O meu corpo nu se enrosca nas folhas secas, nas ervas daninhas, na terra orvalhada, na sombra entrecortada pelo sol poente tépido. Sinto meus olhos fechados há horas, as pálpebras coladas, despreocupadas, distraídas, que deixam apenas a luz entrar o suficiente para me dar a passagem do tempo. Meus cabelos roçam os ombros, o rosto e as costas, fazem cócegas na minha nuca e testa e eu me divirto silenciosamente com a quantidade de sensações infantis que tenho agora. Nada disso é novo, entenda, mas me vejo aqui novamente, roçando a terra para sair de mim. O cheiro da minha pele nua se mistura ao cheiro do solo, do sol e da poeira fina, sobe ao meu nariz em lufadas e eu sorrio tentando absorver todas as sensações ao mesmo tempo. Mel, canela, cravo, noz moscada e especiarias
Eu ouço música, veja bem, eu ouço música aqui.

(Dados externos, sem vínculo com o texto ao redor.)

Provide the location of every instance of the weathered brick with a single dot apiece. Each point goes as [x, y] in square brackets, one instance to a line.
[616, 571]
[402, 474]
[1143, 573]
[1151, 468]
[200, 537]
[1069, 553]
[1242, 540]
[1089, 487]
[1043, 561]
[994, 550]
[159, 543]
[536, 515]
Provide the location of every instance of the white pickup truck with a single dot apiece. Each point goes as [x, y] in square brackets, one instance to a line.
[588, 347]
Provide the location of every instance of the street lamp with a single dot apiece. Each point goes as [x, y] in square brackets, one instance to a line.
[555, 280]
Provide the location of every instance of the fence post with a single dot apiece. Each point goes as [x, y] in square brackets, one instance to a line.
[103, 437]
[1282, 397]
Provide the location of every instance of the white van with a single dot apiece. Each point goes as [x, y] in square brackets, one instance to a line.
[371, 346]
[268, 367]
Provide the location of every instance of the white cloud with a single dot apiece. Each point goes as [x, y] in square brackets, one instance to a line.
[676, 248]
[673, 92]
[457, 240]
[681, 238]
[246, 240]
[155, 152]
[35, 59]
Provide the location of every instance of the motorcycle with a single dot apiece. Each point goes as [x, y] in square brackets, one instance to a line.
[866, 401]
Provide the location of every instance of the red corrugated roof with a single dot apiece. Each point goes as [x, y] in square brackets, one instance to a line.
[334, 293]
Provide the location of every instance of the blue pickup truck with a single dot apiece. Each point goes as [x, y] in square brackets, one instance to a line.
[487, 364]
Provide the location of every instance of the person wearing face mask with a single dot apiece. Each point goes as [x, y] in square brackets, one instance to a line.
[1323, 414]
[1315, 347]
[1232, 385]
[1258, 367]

No mais alto volume possível quase suficiente para me ensurdecer. Todo o tipo de música. Tambores, trompetes, órgãos do tamanho de prédios medievais e oboés. Tubas, pratos e liras. Saxofones e gritos em barítono. Uma tempestade nos meus ouvidos, dó maior sustentado até o limite. Me arrepia inteira e meus joelhos arranham-se escorregando no chão enquanto se abrem para que meu corpo seja tomado pela terra. As mãos em palma agarrando a terra estendem-se pra fora do meu corpo como garras infinitas tentando abraçar o mundo e tomar-lhe pra dentro. 
Nesses tempos, há a vontade de recolher o mundo em um abraço lascivo e atravessa-la no ventre, inteiro. Vê-lo curada na minha feminilidade, com a única força que pareço sentir ter agora.